The panorama of Sackvilles, Earls, then Dukes, of Dorset is centuries wide so the family tree at the front of the book is needed often. The history of the house starts in the 13th century, and the history of the Sackvilles there began in the 16th when Queen Elizabeth gifted it to her Treasurer Thomas Sackville, Lord Buckhurst whom she made the first Earl of Dorset...with a house in Kent! Sevenoaks was closer to the office than Buckhurst in the Weald, the family's home. Thomas must also have sighed with relief when the Queen held court at Eltham or Greenwich rather than Westminster as it was also an easier commute.

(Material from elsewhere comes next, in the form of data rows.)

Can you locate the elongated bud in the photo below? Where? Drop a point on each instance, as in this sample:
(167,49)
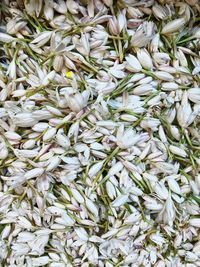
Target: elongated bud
(173,26)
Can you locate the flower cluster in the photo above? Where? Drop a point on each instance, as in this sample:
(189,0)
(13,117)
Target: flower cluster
(99,133)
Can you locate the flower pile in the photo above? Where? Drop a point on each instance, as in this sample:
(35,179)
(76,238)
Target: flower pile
(99,133)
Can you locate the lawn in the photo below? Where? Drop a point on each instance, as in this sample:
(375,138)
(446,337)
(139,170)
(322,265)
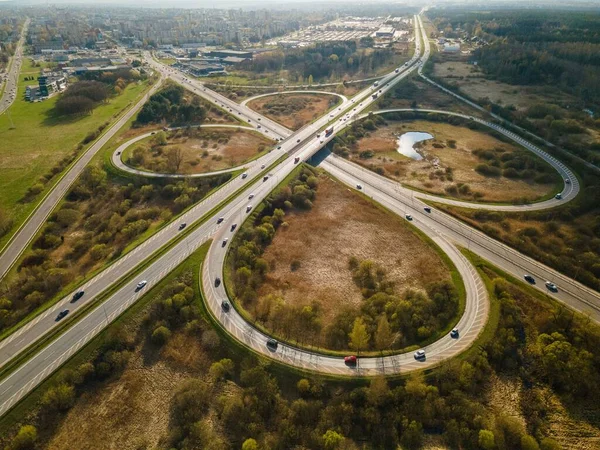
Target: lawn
(198,150)
(32,143)
(294,110)
(449,163)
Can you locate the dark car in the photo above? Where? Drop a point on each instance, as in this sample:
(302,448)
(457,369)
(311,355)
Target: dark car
(77,295)
(62,314)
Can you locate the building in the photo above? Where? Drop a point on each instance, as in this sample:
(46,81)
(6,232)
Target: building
(228,53)
(385,32)
(54,82)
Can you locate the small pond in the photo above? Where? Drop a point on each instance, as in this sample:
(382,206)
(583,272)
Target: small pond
(407,141)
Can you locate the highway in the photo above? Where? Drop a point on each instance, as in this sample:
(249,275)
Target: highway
(12,82)
(27,231)
(443,230)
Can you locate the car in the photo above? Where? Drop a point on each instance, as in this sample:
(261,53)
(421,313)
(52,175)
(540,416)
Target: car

The joy of the book is in the detail such as the names and jobs
of the staff in 1613 when Richard Sackville was the Earl and John Avery was Usher of the Hall, Edward Small was Groom of the Wardrobe, and Rawlinson was the Armourer. There are more than a hundred names and functions listed and they reveal a lot about the life of the place. The number of people living in and around the house would be larger than the average village of the time. Their former workshops still cluster around the main house. There were even artisans to make drinking vessels; and there were twelve maids and married women to take their meals at the Laundry Maids' Table.

In the 1920s Vita Sackville-West had an affair with the writer, Virginia Woolf. The novel 'Orlando' by Woolf (1928) was dedicated to Sackville-West. The latter also had a strong attachment to her gardens at her home in Sissinghurst, now a National Trust property with family still resident the last time I was there.

A quick search on the internet easily found copies of this book around 6 Euros from UK booksellers. The same could be true for accounts of life in the great houses in many parts of the world. There is more interest in reading about the history of a building already know to you. I was drawn to this book because I happened to live in SE London for 13 years and its focus, Knole House, its park and its people was a breath of fresh air on an easy route out of the city.